Lebanese authorities shut the main landfill site for garbage from the capital in July, without providing an alternative.
Frustrated protesters point the finger at Lebanon’s paralyzed political system, made worse because of sectarian tension that has increased with Syria’s civil war next door. The government has not passed a budget since 2005 and has been without a president for over a year and a half.
The British firm chosen to export the rubbish to Russia for disposal, Chinook Urban Mining, failed to obtain documents proving Russia had agreed to accept the waste by Friday’s deadline, annulling the deal, government agency the Council for Reconstruction and Development (CDR) said.
It said this meant the Lebanese government could now claim $2.5 million from Chinook which the waste management firm put up as a guarantee it would get the required permissions.

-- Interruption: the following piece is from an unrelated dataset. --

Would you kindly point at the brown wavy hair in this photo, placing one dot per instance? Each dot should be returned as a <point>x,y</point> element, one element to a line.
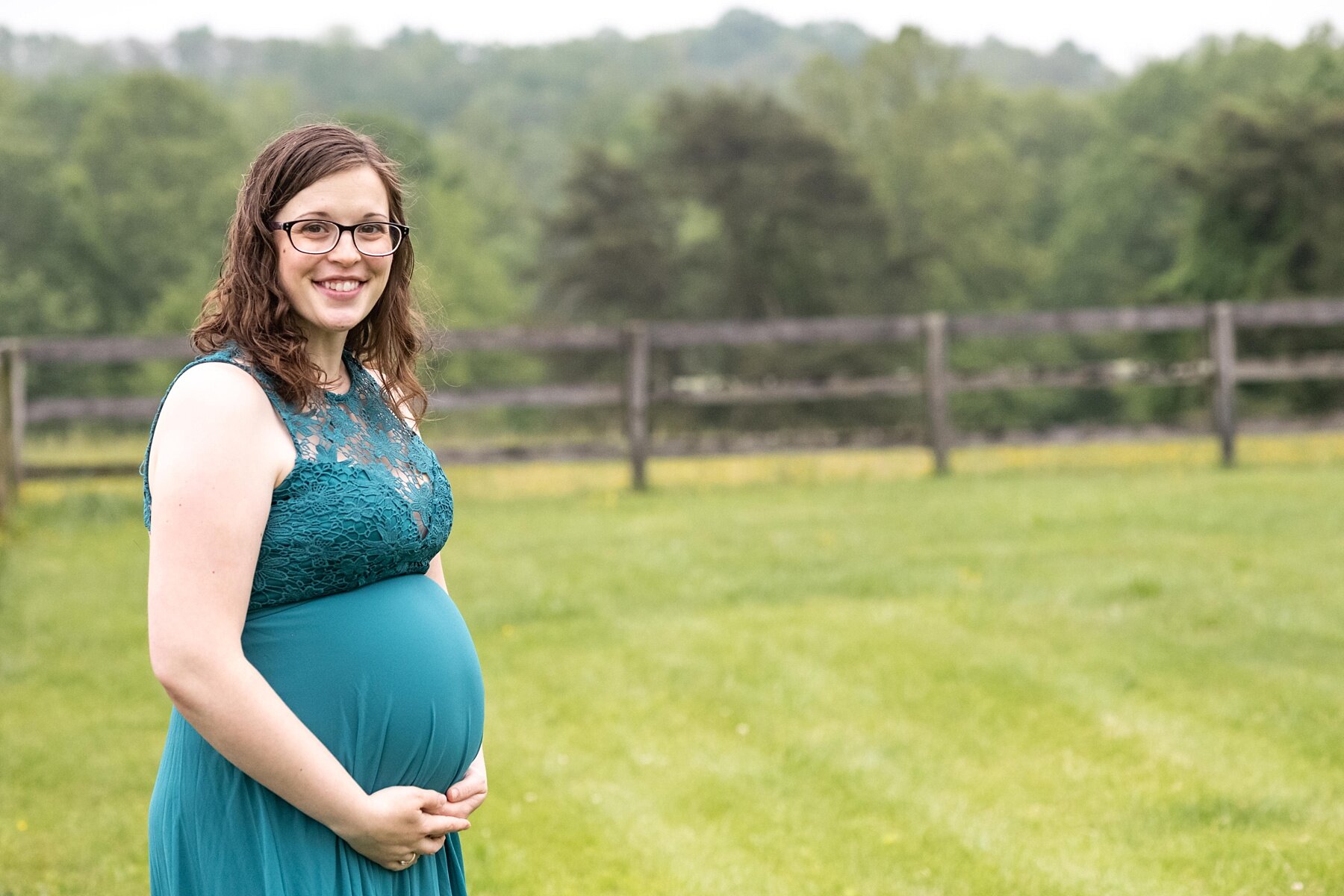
<point>249,307</point>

The CDR said the company apologized for not being able to provide the documents. Chinook declined to comment.
“The CDR will now take the necessary administrative steps, including informing (Chinook) to consider the preliminary approval canceled, and that the financial guarantee, which the company offered as a guarantee they would secure the required documents, will be claimed,” the CDR said in a statement.
Untreated, unmanaged garbage threatens the water supply and people continue to burn garbage — despite a government ban — filling the air with foul smoke that contains dangerous levels of pollutants and carcinogens.
At a National Dialogue session on Thursday, Prime Minister Tammam Salam said if the export plan fell through, he would ask politicians to reconsider the original landfill plan, and also said he had asked for an incineration plan to be looked into.
Foreign Minister Gebran Bassil said on Friday that it was time to have decentralization in waste management after a plan to export Lebanon’s garbage failed.
“The export of waste is the worst solution,” said Bassil at a press conference he held at the Bustros Palace.
“No country in the world resolves its waste problem through export,” he said.
“It’s time for decentralization in a waste management plan. We should encourage municipalities to find solutions,” the foreign minister, who is the head of the Free Patriotic Movement, told reporters.
Bassil called for the establishment of landfills to resolve the waste crisis away from sectarian shares.
“All sides have admitted that the Naameh landfill can still operate while providing the town’s residents with their rights,” he said.
The garbage crisis erupted in July last year when the landfill in the town of Naameh south of Beirut was closed.
Trash began piling up on the streets, and garbage was dumped in makeshift landfills, including river banks, valleys and under bridges.
When a plan to decentralize waste management failed last year, the government approved a scheme to export the garbage.
“There should be a political decision to stop benefiting from the trash” file, said Bassil, hinting about rampant corruption.
The foreign minister also called for decision by the authorities to deal with the issue “fairly.”
There should be scientific studies on where the landfills should be located, he said.